Al decir esto apartó la corriente de aire las greñas de su rostro y lo reconocí al punto.

– ¡Cañuto, cuánto tiempo sin saber de ti! -exclamé echándole los brazos al cuello y retirándolos de inmediato-. La última vez que nos vimos fue en una autopista, el mismo día que nos echaron del manicomio, ¿recuerdas? Yo te hacía incrustado en el macadam. ¿Qué ha sido de tu vida?

– Ya ves -repuso Cañuto encogiéndose de hombros-. Como Robert Taylor no me puedo quejar. Pero como Cañuto las paso magras. ¿Y tú?

– Aquí, haciendo de peluquero -dije-. La empresa es de mi cuñado, pero la llevo yo.

– Jolín -dijo Cañuto-, a esto lo llamo yo prosperar.

– Y que lo digas. ¿No has vuelto a robar bancos?

– No, chico -suspiró Cañuto-, con los adelantos de la tecnología las cosas se han puesto complicadísimas. Que si detectores, que si alarmas, que si cristales blindados, que si circuitos de televisión… Están acabando con el oficio.

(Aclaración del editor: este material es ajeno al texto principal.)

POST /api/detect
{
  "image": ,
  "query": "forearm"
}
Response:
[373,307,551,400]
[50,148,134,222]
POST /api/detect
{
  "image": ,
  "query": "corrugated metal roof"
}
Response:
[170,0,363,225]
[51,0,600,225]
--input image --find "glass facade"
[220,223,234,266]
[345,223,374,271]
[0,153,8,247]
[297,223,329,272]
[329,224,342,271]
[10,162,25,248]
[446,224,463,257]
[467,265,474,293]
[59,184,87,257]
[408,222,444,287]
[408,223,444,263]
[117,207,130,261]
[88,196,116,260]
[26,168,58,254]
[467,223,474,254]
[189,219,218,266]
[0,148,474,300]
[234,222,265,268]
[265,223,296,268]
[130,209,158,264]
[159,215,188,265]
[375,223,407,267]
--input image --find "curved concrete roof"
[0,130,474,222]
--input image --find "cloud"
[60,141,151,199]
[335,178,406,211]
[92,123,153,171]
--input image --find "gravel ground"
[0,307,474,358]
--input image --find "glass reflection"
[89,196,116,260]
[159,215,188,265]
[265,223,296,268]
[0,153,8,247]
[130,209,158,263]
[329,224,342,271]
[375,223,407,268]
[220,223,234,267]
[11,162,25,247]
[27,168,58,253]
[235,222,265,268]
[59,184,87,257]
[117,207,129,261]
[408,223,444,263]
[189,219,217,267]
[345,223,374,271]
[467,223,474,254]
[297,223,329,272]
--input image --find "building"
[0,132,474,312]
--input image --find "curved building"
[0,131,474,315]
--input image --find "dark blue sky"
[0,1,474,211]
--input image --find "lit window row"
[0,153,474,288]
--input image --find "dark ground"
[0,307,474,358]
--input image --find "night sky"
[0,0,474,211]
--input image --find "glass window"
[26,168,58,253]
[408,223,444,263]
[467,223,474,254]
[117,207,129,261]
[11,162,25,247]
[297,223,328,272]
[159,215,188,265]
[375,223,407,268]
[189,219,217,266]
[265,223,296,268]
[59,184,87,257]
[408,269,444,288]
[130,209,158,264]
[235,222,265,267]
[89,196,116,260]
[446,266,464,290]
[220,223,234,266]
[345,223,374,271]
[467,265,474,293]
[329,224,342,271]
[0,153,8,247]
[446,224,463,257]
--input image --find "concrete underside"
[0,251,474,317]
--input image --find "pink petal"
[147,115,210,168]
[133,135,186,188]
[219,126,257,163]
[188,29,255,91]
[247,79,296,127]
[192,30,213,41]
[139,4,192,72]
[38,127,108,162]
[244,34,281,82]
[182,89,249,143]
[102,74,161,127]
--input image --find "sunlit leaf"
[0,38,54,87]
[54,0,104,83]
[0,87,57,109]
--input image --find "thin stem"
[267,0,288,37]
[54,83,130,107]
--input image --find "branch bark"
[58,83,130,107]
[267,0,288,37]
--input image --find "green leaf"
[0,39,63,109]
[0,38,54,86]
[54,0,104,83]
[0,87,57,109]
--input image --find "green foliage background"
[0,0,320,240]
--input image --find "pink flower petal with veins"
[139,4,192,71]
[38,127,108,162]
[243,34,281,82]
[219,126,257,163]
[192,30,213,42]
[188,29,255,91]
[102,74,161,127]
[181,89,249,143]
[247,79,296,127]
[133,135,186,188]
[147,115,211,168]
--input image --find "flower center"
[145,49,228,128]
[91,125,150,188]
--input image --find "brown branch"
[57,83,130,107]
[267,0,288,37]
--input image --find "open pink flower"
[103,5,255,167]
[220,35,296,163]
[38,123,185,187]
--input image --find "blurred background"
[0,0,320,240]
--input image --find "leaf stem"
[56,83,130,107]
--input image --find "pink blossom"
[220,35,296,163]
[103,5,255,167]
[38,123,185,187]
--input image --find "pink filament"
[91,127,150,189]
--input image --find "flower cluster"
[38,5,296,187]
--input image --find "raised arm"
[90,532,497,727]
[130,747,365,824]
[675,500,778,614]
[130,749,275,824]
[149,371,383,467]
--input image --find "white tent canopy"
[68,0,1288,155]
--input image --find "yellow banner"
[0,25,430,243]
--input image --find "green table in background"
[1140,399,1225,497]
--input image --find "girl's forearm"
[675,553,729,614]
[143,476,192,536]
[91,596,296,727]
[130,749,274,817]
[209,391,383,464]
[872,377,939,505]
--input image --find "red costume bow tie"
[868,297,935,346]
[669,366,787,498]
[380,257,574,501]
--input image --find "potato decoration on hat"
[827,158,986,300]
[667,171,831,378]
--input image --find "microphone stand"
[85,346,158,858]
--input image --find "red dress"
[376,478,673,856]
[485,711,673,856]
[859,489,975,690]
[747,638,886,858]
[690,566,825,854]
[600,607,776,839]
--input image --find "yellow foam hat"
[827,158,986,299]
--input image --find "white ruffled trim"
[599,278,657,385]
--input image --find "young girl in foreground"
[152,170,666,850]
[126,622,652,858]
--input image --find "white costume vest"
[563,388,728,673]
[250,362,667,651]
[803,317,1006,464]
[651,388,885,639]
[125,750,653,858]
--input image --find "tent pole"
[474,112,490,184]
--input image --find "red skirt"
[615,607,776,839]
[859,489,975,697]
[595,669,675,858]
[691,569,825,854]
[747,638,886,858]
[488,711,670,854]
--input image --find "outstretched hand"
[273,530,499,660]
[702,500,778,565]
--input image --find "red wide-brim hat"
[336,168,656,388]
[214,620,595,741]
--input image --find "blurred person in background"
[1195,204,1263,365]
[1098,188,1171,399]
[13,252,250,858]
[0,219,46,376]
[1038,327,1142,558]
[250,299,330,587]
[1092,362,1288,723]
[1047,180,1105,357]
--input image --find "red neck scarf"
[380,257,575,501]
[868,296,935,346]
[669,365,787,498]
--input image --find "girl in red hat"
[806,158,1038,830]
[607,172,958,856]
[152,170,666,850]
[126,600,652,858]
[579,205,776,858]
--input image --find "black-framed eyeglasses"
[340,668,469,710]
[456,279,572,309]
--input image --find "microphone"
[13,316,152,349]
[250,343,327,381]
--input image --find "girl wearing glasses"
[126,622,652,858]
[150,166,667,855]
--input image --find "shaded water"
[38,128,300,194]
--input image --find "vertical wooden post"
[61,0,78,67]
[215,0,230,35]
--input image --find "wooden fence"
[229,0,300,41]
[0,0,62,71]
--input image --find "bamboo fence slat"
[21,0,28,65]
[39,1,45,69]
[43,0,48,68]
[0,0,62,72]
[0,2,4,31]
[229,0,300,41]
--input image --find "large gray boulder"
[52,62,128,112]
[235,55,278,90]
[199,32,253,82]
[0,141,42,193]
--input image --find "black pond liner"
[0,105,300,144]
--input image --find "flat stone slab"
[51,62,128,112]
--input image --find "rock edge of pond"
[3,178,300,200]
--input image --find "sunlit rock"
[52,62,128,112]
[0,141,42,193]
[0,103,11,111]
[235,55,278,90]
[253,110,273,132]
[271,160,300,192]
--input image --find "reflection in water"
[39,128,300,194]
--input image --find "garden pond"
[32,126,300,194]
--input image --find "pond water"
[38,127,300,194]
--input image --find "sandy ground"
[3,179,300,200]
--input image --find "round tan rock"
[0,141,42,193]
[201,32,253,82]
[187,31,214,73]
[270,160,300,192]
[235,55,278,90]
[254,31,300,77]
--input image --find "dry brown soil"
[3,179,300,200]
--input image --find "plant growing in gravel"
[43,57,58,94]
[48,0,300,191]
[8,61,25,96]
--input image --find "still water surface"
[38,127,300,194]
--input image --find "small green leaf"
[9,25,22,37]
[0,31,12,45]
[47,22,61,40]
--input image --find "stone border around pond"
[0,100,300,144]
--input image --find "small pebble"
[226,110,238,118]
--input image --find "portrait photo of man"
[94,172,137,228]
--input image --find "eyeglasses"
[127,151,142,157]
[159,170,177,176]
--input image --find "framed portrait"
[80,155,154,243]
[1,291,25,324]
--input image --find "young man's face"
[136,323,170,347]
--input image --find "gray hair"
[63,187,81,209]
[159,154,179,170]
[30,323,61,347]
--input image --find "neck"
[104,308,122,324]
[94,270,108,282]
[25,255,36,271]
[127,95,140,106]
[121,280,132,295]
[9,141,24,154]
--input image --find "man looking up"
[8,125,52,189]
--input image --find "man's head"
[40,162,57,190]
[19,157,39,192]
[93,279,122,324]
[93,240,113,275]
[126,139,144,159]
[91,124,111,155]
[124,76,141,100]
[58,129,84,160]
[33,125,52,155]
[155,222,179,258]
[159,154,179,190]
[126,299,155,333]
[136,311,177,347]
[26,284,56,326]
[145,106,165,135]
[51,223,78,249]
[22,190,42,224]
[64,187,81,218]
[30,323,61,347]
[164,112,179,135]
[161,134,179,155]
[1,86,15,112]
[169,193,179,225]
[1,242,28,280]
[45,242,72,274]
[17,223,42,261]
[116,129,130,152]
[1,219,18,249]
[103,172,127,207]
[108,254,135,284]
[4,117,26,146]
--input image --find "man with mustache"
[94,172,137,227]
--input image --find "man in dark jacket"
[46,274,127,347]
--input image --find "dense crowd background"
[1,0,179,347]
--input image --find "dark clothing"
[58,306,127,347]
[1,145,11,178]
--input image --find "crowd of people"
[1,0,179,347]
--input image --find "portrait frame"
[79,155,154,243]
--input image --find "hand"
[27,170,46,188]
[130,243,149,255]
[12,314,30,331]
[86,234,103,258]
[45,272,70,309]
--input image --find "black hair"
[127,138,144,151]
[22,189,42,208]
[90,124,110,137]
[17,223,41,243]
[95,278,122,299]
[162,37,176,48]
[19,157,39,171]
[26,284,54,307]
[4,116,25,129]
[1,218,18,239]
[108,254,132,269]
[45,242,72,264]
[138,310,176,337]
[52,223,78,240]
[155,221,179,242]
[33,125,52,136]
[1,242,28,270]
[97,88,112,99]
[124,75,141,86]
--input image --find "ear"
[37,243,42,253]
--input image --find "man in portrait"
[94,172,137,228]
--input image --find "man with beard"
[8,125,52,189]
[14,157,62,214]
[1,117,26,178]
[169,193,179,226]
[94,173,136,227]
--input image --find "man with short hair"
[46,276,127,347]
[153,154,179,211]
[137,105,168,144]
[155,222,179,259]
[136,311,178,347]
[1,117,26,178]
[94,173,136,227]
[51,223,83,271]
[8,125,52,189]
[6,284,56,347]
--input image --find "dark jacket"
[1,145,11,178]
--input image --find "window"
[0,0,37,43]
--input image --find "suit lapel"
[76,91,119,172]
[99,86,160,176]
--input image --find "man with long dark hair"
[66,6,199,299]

– Bah, no hagas caso -repuse-. Toda esa tecnología es una chapuza, te lo digo yo. Cuanta más tecnología, más sencillo debe de ser dar el golpe. Todo consiste en encontrarle las vueltas. ¿Tienes prisa?

– No mucha.

– Pues siéntate aquí -le dije- y déjame hacer.

Le lavé el pelo, se lo corté, le afeité, le hice la permanente (con el secador nuevo) y cuando lo tuve hecho un dandi, me puse la bufanda y, aunque todavía faltaban dos horas largas para la del cierre, nos dirigimos de bracete, bajo el llamativo resplandor de los adornos navideños, a la pizzería, donde me proponía obsequiarle con una cena digna de un rajá y, de paso, hablarle de ciertos proyectos que desde hacía unos días me rondaban la cabeza o por la cabeza, porque ya llevaba invertidos en la peluquería ilusión, tiempo y esfuerzos sobrados y si finalmente me decidía a imprimir a mi vida un sesgo nuevo, y quién sabe si a cambiar también de residencia, las habilidades de Cañuto podían resultarme de mucha utilidad.